Tanya Jawab Seputar Remaja

ilustrasi: 123rf.com
ilustrasi: 123rf.com

Tulisan ini dikutip dari acara Kuliah via Whatsapp (kulwap) Keluarga Sehati, setiap hari Sabtu jam 13.00-14.00 WIB bersama Anna Farida (penulis, penerjemah, editor, kepala sekolah Sekolah Perempuan) dan Elia Daryati (Psikolog, pengasuh rubrik psikologi di harian Pikiran Rakyat, narasumber berbagai acara seminar).

Berikut tanya jawab seputar pengasuhan anak remaja yang bikin jantung dag dig dug duer!!! Tentunya penuh keseruan dan kehebohan terutama dari narasumber Anna Farida XD.

Anna Farida said:

Halo, Salam, Bapak Ibu

Kita mulai, ya. Saya akan post 10 jawaban atas pertanyaan yang masuk ke Mahmud Suci Shofia (lima tahun lagi panggilan itu akan hilang darinya).

Bu Elia menjawab pertanyaan-pertanyaan ini pada berlembar kertas, sambil bergaya di ruang tunggu dokter #salim Orang sakit digodain. Cepat sembuh, Bu.
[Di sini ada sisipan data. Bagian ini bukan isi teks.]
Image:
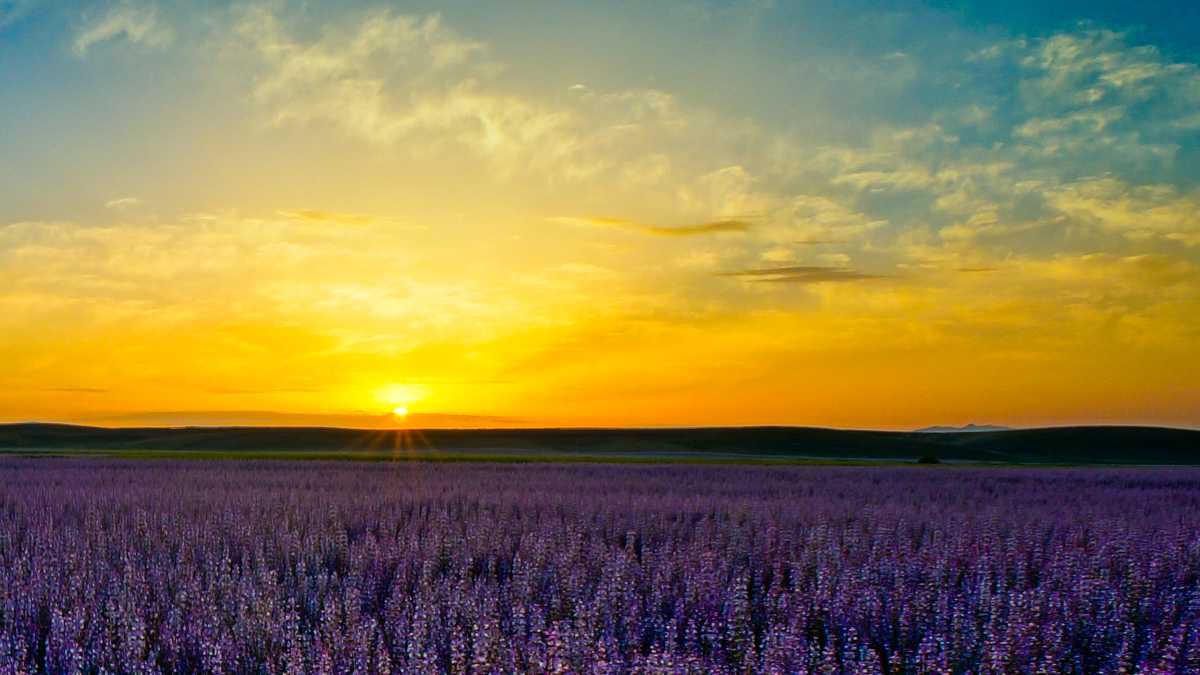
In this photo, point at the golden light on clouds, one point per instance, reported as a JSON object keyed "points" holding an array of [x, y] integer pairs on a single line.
{"points": [[414, 213]]}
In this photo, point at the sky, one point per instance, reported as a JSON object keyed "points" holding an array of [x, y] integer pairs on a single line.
{"points": [[601, 214]]}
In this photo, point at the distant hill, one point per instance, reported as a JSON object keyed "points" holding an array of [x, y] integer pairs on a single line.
{"points": [[967, 428], [1063, 444]]}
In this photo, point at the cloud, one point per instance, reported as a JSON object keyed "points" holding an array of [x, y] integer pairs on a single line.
{"points": [[138, 24], [328, 216], [801, 274], [123, 203], [12, 11], [711, 227], [275, 418]]}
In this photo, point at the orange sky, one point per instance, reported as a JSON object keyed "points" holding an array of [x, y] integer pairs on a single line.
{"points": [[276, 215]]}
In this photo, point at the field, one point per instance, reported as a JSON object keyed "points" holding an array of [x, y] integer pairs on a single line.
{"points": [[339, 567]]}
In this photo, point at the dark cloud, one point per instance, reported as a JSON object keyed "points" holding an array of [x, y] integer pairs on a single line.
{"points": [[799, 274]]}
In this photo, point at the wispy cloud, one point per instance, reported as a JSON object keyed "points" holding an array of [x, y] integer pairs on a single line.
{"points": [[275, 418], [709, 227], [12, 11], [328, 216], [138, 24], [799, 274]]}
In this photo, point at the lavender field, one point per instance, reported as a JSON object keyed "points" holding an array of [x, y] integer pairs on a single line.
{"points": [[347, 567]]}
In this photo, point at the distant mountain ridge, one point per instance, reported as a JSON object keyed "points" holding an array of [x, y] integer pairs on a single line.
{"points": [[964, 429], [1061, 444]]}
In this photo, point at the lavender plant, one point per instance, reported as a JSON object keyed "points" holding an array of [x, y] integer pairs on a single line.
{"points": [[345, 567]]}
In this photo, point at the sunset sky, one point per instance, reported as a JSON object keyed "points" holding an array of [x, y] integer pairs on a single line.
{"points": [[583, 213]]}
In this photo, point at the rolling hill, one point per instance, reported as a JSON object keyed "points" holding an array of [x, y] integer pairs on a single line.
{"points": [[1063, 444]]}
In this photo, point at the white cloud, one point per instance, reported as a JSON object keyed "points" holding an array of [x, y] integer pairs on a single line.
{"points": [[138, 24], [12, 11]]}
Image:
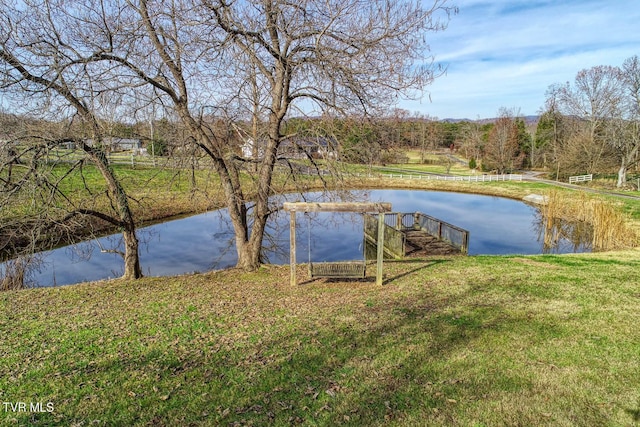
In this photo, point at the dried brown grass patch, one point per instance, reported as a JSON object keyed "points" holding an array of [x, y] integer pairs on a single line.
{"points": [[612, 229]]}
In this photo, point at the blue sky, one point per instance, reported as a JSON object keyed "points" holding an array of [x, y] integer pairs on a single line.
{"points": [[504, 53]]}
Jika Bu Elia melihat dari sisi keilmuan psikologi, saya jawab dari pengalaman gaul dengan anak-anak remaja di sekolah dan di rumah. Saya pernah mengajar remaja dan punya anak remaja dua. Jadi kita sama-sama berbagi, ya.

Pertanyaan 1

Saya punya adik remaja (16 tahun), pola asuh ibu dan ayah bertentangan. Ibu cenderung membela/menuruti segala keinginannya. Apakah karena anak bungsu si ibu cenderung memanjakan si anak? Apakah dampak bagi anak jika diperlakukan demikian?

Jawaban Bu Elia:

Pola asuh adalah pola interaksi yang terbangun antara ortu-anak. Pola asuh yang berbeda antara ayah dan ibu akan menimbulkan sikap mendua pada anak (ambigu).

Pola asuh yang didominasi gaya permisif ditandai dengan orang tua yang memberikan “kasih sayang” berlebihan. Efeknya, anak jadi impulsif, manja, tidak patuh, kurang mandiri, kurang matang secara sosial.

Jawaban Anna Farida:

Saya akan lihat dari sisi pola asuh yang berbeda antara ayah dan ibu.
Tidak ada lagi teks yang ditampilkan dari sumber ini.